From Catch and Release:
Never scratch a zit, kids; it only makes it worse. Boy howdy. No fucking kidding.
Oh, I'm way lucky. I didn't have an embarrassing acne flare-up. Nope, lucky me, I got flesh-eating bacteria—MSRA, the next-gen superbug. It ate my eye and part of my cheekbone. It left behind a mess of bumpy pink scars that twists the corner of my mouth up on one side like I'm a half-finished Joker. But I'm lucky, so I live.
When Polly was in the hospital, she didn't hang out with anyone—not her boyfriend, who dumped her via letter, and not any of her friends, none of whom visited—but the only other person to contract the bacteria and live. Like Polly, Odd Estes didn't escape unscathed: the bacteria took a good part of his left leg. They never talk about any of it, though. They talk about fishing.
A few months after they're released—months that she's spent camped out in front of the television, alternately watching ladies' daytime programming and monster movies—Odd shows up at her house and asks her if she wants to go fishing. She packs stuff for a day trip, and off they go.
But instead of turning around at the end of the day, they just keeping driving.
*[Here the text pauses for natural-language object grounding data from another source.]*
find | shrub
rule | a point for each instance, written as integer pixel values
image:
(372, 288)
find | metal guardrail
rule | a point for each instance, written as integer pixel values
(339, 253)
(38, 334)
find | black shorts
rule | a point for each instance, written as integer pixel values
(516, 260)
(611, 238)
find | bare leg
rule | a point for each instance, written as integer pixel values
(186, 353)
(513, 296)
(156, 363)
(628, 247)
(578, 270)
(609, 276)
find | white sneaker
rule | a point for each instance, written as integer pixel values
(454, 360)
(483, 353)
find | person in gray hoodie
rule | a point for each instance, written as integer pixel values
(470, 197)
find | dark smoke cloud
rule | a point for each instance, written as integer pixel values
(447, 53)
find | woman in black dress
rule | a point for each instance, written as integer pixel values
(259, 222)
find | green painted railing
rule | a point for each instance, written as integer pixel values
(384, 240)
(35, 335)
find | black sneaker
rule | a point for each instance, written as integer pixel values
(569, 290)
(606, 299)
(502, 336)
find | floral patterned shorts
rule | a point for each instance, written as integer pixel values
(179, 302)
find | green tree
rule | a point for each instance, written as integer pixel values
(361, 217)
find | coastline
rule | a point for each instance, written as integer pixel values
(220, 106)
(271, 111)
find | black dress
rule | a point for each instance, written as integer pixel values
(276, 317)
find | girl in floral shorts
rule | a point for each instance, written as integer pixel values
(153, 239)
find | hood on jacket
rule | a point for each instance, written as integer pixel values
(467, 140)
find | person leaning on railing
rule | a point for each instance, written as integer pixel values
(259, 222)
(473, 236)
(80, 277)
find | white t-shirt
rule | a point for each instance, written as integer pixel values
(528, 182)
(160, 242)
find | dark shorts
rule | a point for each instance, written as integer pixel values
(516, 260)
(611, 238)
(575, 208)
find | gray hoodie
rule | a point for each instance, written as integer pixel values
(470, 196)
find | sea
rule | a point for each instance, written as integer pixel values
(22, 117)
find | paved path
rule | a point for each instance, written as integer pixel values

Reading Polly's running commentary will hurt anyone with a modicum of empathy—she hates her new face just as much as she hates strangers for reacting to it—and to make it hurt even more, her voice is immediately believable, and rings clear and true. There's no disconnect: in reading Catch & Release, you're reading Polly's words, not Blythe Woolston's. At least, that's how it feels.
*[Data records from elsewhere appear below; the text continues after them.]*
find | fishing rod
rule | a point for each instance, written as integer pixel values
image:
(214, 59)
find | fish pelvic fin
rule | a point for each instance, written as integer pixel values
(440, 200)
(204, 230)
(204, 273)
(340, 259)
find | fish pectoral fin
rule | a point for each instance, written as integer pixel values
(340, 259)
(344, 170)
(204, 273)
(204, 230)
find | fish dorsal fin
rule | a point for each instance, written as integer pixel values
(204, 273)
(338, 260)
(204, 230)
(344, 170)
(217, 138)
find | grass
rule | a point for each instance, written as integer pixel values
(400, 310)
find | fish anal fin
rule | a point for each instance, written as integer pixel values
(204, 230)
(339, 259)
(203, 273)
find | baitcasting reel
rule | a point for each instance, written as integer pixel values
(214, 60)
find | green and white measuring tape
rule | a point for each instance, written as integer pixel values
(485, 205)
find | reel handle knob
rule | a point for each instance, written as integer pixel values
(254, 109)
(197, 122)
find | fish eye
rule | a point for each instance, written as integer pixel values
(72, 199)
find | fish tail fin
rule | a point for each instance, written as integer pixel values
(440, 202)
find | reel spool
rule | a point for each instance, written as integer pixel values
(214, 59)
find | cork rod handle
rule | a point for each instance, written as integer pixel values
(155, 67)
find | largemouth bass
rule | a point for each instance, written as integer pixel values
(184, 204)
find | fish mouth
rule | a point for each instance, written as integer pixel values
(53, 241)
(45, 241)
As easy as it is to understand her prickliness, it's also easy to feel for Odd—who, to be fair, can be massively, amazingly obnoxious—who is often on the receiving end of her biting sarcasm. Because of her "disinclination to enter fully into a meaningful exchange"* she doesn't know why Odd's on this trip, and because she's so wrapped up in her own pain and anger, she doesn't much care, either. And, to be honest, I was so wrapped up in her voice that I didn't really think about his motivations and mindset until I was a good two-thirds of the way through the book.
So, on one hand, reading this book was a little like repeatedly punching myself in the face for two hours. I found it that painful. Polly is angry and hurting and angry some more and hurting some more. But, on the other hand, the last few pages—in which you finally get to hear what Odd thinks—made all of that pain worthwhile, and then going back and reading the first few pages and seeing all of the little details that show how much the roadtrip has changed her... well. Lovely, that.
*Name that show! Bonus points if you know which character said it!
Book source: Review copy from the publisher.